In respect of the first step, there is no longer any possibility of the caveator asserting there is a serious issue to be tried over his claimed interest because that question was determined absolutely by the 2016 orders of this court.
In respect of the second step, the husband cannot now maintain that the balance of convenience favours the maintenance of the caveat as, apart from his own default, the wife desires to meet her obligations under the 2016 orders by a sale which, if it occurred, would satisfy the discharge of the husband’s exposure to the mortgage debt.
Subject to the power being available, an order directing the Registrar of Titles to remove the caveat is an appropriate exercise of the court’s discretion.
In F Firm & Ruane and Ors [2014] FamCAFC 189, the Full Court of this court dealt with the extent of the court’s jurisdiction. As Thackray J observed at [45], the question that should be posed is whether the claim (in this case for the removal of the caveat) came within the “scope of the controversy” which is “identifiable independent of the proceedings…brought for its determination” (citing Fencott v Muller (1983) 152 CLR 570 at 603). Thackray J went on to refer to ASIC v Edensor Nominees Pty Ltd (2001) 204 CLR 559 in which it was held that the focus should be on the substance of the dispute and the substantial subject matter of the controversy. The scope is not limited to matters “incidental” to that which attracted federal jurisdiction in the first place but in this case, it is clearly incidental to the completion of the obligations under the 2016 orders.
The authorities generally refer to the fact that what needs to be identified is whether or not the claim which might otherwise appear to be outside of this court’s usual jurisdiction was essential for the determination of the federal claim.
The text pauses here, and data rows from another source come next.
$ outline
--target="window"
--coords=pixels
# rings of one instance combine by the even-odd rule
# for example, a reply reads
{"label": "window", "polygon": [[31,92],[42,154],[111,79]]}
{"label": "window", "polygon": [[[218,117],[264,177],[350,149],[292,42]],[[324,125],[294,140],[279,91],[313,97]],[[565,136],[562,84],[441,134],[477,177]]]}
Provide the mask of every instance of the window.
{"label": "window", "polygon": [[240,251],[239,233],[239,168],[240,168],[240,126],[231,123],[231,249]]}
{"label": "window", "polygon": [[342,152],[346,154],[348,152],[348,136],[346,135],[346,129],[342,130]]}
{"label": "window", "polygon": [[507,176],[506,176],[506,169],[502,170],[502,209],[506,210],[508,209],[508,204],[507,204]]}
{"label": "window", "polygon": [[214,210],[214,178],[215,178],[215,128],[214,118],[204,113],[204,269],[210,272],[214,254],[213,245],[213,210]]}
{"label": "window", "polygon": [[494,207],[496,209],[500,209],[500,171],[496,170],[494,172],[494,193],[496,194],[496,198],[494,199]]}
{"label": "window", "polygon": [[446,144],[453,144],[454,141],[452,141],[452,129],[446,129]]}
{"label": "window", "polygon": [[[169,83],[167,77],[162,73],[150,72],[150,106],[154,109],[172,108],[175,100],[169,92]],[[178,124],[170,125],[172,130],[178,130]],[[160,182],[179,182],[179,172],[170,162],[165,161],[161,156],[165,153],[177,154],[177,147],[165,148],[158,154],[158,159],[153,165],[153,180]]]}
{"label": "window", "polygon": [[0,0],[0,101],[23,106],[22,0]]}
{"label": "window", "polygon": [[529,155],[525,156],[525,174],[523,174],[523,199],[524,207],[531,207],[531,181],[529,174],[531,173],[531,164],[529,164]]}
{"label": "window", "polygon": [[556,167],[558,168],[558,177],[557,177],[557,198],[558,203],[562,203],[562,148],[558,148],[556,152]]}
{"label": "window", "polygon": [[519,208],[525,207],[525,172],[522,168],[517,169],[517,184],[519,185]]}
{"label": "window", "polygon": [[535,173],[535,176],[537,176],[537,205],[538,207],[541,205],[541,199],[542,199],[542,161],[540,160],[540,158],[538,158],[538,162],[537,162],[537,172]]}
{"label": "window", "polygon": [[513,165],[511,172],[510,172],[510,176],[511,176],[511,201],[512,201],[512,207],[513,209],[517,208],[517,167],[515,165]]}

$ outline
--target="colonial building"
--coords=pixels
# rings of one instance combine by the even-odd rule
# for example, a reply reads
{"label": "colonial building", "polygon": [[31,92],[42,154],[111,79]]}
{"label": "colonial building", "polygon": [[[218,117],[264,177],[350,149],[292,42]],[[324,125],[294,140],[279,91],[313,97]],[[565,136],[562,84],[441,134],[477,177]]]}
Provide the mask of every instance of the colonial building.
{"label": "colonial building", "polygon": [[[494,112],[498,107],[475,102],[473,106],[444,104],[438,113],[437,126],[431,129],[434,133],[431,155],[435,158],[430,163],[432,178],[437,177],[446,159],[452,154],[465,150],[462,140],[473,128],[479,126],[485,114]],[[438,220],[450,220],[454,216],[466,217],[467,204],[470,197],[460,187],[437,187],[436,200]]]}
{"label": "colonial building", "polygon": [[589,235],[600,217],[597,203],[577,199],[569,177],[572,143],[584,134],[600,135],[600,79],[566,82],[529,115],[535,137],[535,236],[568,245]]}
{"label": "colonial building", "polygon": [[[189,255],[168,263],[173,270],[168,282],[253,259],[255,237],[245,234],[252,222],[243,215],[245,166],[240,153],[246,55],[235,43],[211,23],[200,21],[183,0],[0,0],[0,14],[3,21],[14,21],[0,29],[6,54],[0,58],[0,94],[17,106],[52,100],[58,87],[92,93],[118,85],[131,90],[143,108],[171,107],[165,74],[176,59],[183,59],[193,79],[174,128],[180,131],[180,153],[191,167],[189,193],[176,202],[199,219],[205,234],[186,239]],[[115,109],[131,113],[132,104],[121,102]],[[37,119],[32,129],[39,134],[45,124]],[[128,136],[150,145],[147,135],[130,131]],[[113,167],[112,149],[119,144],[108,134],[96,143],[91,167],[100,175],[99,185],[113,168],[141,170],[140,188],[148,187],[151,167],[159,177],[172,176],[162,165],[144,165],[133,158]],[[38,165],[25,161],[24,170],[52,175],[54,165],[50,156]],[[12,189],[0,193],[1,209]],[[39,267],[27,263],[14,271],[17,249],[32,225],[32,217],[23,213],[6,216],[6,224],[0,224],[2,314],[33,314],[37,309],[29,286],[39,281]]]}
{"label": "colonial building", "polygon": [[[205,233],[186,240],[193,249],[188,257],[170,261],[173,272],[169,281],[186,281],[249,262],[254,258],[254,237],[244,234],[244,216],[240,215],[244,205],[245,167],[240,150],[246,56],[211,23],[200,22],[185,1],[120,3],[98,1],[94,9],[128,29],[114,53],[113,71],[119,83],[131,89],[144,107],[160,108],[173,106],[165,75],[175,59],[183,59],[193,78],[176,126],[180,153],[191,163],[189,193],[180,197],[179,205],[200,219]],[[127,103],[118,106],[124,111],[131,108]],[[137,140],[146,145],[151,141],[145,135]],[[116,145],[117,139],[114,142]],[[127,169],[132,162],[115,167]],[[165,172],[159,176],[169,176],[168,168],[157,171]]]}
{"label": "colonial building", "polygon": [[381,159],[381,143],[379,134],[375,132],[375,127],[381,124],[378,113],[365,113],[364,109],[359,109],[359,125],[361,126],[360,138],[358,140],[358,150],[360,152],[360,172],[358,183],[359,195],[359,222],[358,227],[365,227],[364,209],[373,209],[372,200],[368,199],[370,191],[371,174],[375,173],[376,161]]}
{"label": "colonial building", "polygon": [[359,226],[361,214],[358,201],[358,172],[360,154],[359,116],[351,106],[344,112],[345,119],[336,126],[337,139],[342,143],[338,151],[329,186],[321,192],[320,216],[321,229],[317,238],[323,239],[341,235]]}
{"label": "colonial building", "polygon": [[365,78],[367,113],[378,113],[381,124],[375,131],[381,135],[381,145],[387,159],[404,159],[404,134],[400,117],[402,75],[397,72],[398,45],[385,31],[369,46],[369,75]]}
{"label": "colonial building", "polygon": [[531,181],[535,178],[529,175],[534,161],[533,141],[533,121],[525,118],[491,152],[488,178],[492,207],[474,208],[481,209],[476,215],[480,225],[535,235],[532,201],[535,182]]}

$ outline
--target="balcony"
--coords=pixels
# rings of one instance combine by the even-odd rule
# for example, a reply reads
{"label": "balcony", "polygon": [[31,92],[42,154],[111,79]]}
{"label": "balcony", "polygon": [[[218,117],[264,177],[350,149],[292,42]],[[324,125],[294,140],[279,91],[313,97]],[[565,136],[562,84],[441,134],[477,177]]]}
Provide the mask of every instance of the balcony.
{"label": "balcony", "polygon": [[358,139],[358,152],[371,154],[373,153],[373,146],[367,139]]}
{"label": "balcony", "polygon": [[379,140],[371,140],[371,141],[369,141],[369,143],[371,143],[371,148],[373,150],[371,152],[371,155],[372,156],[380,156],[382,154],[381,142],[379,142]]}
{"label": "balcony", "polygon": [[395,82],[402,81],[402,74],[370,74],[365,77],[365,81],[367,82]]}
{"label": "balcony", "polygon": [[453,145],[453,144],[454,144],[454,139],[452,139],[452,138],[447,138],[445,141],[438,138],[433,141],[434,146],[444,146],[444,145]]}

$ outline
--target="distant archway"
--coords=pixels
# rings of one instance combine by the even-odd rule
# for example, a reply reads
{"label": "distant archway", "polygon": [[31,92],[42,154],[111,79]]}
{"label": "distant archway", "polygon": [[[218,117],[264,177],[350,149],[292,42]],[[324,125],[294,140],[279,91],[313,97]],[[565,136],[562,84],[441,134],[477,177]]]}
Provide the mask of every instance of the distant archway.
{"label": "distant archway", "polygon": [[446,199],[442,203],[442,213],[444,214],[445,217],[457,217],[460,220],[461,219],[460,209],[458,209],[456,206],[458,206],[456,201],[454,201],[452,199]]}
Here, the federal claim was determined in 2016 but the efficacy of the order as an exercise of the power of the Commonwealth depends upon the caveat issue being determined.
Concluding as I do that the husband no longer has an interest in the property by virtue of the determination of his claim in the caveat, there is no basis for it to continue to stand. In circumstances where the wife could go down the path of s 89A of the Transfer of Land Act, in my view it would be artificial to reject her application, and make her do so when she is simply asking the court to enforce its own orders. It appears to me that the court has power either as a court of competent jurisdiction or as part of its determination of the federal claim. Whilst the power in s 79 of the Family Law Act may be exhausted, preventing alteration of the substantive part of the orders, that order is still executory and the issue under consideration is a machinery order.
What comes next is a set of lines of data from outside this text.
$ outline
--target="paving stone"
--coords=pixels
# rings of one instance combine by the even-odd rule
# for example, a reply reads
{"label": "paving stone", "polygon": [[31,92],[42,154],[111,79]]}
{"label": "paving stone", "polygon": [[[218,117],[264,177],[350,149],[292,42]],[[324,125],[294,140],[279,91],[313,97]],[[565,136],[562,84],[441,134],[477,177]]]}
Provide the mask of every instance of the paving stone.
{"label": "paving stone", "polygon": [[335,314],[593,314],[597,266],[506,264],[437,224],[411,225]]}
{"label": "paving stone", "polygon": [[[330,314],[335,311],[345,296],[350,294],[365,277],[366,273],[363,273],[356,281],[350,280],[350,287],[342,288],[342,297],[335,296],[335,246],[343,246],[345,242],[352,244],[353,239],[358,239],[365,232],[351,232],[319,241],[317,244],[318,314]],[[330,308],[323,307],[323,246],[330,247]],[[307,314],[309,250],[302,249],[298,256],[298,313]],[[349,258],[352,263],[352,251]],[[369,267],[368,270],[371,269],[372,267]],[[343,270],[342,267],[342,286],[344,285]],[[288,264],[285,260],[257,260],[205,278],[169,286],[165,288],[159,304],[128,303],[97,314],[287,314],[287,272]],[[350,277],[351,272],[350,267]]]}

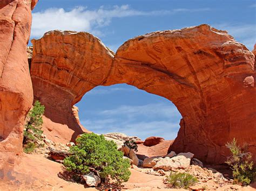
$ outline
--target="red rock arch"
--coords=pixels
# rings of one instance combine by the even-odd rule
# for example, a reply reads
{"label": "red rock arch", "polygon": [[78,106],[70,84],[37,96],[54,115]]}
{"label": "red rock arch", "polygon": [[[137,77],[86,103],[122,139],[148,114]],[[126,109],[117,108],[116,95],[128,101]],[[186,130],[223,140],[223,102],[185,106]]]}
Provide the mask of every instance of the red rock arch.
{"label": "red rock arch", "polygon": [[226,31],[202,25],[153,32],[116,55],[84,32],[52,31],[33,44],[34,96],[46,106],[50,136],[66,130],[75,137],[81,129],[72,105],[97,86],[126,83],[177,107],[183,119],[170,150],[220,163],[235,137],[256,153],[254,56]]}

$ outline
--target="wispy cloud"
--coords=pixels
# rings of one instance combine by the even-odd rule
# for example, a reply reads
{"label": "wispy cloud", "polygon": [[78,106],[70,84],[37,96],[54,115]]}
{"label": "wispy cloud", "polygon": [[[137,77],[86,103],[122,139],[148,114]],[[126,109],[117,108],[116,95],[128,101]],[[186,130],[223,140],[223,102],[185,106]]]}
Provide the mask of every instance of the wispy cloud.
{"label": "wispy cloud", "polygon": [[212,26],[218,29],[227,31],[228,34],[234,37],[238,41],[245,45],[250,50],[253,49],[256,43],[256,24],[222,23],[213,24]]}
{"label": "wispy cloud", "polygon": [[81,119],[87,129],[98,133],[119,132],[142,139],[160,136],[166,139],[176,137],[180,114],[174,105],[164,103],[140,106],[123,105],[102,112],[95,111],[95,118]]}
{"label": "wispy cloud", "polygon": [[140,106],[122,105],[114,109],[103,111],[100,114],[106,116],[126,115],[129,117],[138,115],[173,117],[180,115],[179,113],[174,112],[176,110],[177,108],[174,105],[166,105],[162,103],[158,103]]}
{"label": "wispy cloud", "polygon": [[93,89],[86,93],[86,95],[104,95],[116,93],[117,92],[129,91],[131,92],[134,90],[135,88],[110,88],[102,89],[99,87]]}
{"label": "wispy cloud", "polygon": [[70,11],[63,8],[51,8],[33,13],[31,37],[40,37],[45,32],[56,29],[87,31],[102,36],[103,34],[100,29],[109,25],[113,18],[165,15],[209,10],[209,8],[203,8],[143,11],[132,9],[128,5],[115,5],[110,9],[100,6],[98,9],[92,10],[84,6],[76,7]]}

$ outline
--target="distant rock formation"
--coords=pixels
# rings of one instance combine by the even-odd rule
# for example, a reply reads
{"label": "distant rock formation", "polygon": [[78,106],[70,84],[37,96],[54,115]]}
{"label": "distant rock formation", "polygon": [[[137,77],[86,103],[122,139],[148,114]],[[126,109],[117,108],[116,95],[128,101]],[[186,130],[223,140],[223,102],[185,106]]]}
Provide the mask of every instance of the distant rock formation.
{"label": "distant rock formation", "polygon": [[226,31],[204,24],[153,32],[116,55],[85,32],[50,31],[32,43],[35,98],[51,126],[70,130],[71,139],[81,131],[72,106],[95,87],[126,83],[177,107],[183,118],[170,151],[221,163],[235,137],[256,153],[254,55]]}

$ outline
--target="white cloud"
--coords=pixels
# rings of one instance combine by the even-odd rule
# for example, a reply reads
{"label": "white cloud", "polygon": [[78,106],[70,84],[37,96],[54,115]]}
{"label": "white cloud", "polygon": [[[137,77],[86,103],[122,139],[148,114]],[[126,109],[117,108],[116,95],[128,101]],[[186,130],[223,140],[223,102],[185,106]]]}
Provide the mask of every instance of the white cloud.
{"label": "white cloud", "polygon": [[238,41],[244,44],[251,51],[256,43],[256,24],[231,24],[227,23],[213,24],[216,29],[227,31],[228,34]]}
{"label": "white cloud", "polygon": [[86,95],[105,95],[110,94],[116,92],[120,91],[129,91],[131,92],[134,90],[134,88],[109,88],[104,89],[93,89],[86,93]]}
{"label": "white cloud", "polygon": [[160,116],[167,118],[180,116],[174,105],[166,105],[163,103],[149,104],[140,106],[122,105],[114,109],[102,111],[100,112],[100,114],[109,116],[125,115],[130,118],[139,115],[149,117]]}
{"label": "white cloud", "polygon": [[56,29],[86,31],[100,36],[103,34],[100,28],[109,25],[113,18],[165,15],[208,10],[208,8],[142,11],[133,9],[128,5],[115,5],[111,9],[100,6],[98,9],[93,10],[83,6],[76,7],[71,11],[66,11],[63,8],[50,8],[33,13],[31,37],[40,37],[45,32]]}
{"label": "white cloud", "polygon": [[95,119],[81,119],[87,129],[98,133],[119,132],[145,139],[152,136],[173,139],[179,129],[180,114],[170,103],[141,106],[123,105],[102,112],[95,111]]}
{"label": "white cloud", "polygon": [[118,132],[131,136],[138,136],[142,139],[152,136],[164,137],[166,140],[174,139],[179,129],[178,123],[168,121],[140,122],[117,121],[117,123],[109,123],[111,120],[106,121],[106,123],[103,123],[104,120],[87,120],[82,121],[82,123],[87,129],[97,133]]}

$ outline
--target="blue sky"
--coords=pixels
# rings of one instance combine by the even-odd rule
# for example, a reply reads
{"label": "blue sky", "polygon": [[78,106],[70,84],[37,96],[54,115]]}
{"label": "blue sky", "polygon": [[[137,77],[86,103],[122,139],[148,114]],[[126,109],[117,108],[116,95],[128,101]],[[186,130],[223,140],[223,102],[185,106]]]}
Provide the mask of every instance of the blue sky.
{"label": "blue sky", "polygon": [[[252,50],[255,23],[255,1],[39,0],[31,37],[55,29],[87,31],[116,51],[138,35],[206,23],[228,31]],[[171,139],[179,128],[181,116],[171,102],[126,84],[96,87],[77,105],[82,124],[99,133]]]}

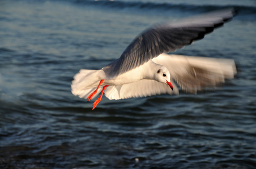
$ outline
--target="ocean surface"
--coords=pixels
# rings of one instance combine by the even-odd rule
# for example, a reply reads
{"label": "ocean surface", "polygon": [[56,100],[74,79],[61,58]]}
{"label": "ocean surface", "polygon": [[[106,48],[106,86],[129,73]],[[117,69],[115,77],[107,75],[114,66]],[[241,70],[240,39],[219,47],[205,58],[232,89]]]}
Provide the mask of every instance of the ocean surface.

The husband’s non-compliance with court orders, his absence and his refusal to engage with the court’s process, not to mention the need for the wife to have the caveat removed to enable her to complete her own obligations under the order, all point to the fact that the matter should be dealt with expeditiously rather than under the administrative process as set out in s 89A of the Transfer of Land Act.
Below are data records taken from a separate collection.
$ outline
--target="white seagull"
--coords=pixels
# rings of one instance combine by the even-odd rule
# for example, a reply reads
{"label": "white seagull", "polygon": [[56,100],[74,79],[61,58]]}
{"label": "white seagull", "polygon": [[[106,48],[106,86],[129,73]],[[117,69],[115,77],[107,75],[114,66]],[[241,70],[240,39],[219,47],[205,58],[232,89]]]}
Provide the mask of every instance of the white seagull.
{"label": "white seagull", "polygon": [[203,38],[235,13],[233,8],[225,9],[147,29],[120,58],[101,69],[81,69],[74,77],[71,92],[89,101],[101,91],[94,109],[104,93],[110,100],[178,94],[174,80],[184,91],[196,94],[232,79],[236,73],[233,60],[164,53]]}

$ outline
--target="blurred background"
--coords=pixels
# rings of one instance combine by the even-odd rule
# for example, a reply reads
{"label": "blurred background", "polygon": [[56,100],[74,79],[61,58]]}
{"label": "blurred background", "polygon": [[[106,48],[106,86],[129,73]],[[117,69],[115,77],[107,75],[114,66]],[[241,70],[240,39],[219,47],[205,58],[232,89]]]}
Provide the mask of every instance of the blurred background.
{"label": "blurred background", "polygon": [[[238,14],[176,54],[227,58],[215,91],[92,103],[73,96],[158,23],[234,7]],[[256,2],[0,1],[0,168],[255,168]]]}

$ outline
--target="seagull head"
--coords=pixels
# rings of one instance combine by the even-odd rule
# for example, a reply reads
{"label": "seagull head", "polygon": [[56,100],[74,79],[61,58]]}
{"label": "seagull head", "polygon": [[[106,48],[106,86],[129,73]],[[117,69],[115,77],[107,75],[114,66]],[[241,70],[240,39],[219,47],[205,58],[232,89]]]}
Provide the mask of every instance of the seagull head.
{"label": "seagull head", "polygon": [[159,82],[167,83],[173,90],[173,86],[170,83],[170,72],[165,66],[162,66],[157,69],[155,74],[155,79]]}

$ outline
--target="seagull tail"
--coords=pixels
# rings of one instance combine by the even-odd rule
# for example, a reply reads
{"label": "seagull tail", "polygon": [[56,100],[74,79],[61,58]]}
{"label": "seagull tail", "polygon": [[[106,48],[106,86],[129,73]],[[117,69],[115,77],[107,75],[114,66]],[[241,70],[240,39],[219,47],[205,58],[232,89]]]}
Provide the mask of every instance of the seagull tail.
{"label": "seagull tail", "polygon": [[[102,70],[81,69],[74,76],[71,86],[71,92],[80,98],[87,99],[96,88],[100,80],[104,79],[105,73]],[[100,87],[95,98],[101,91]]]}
Without contemplating whether this dispute is also part of a matrimonial cause and therefore potentially only within the exclusive jurisdiction of this court anyway, I am satisfied that the use of the State law is essential, or an integral element of the controversy between the husband and the wife about the alteration of property interests. That means the exercise of power in s 90 of the Transfer of Land Act is within the jurisdiction of the court (see Stack v Coast Securities (No 9) Pty Ltd [1983] HCA 36).
Accordingly, I direct the Registrar of Titles upon production of the orders and if necessary, these reasons, to remove the caveat. I direct the wife to advise the husband electronically accordingly.
I certify that the preceding twenty-seven (27) paragraphs are a true copy of the reasons for judgment of the Honourable Justice Cronin delivered on 20 February 2019.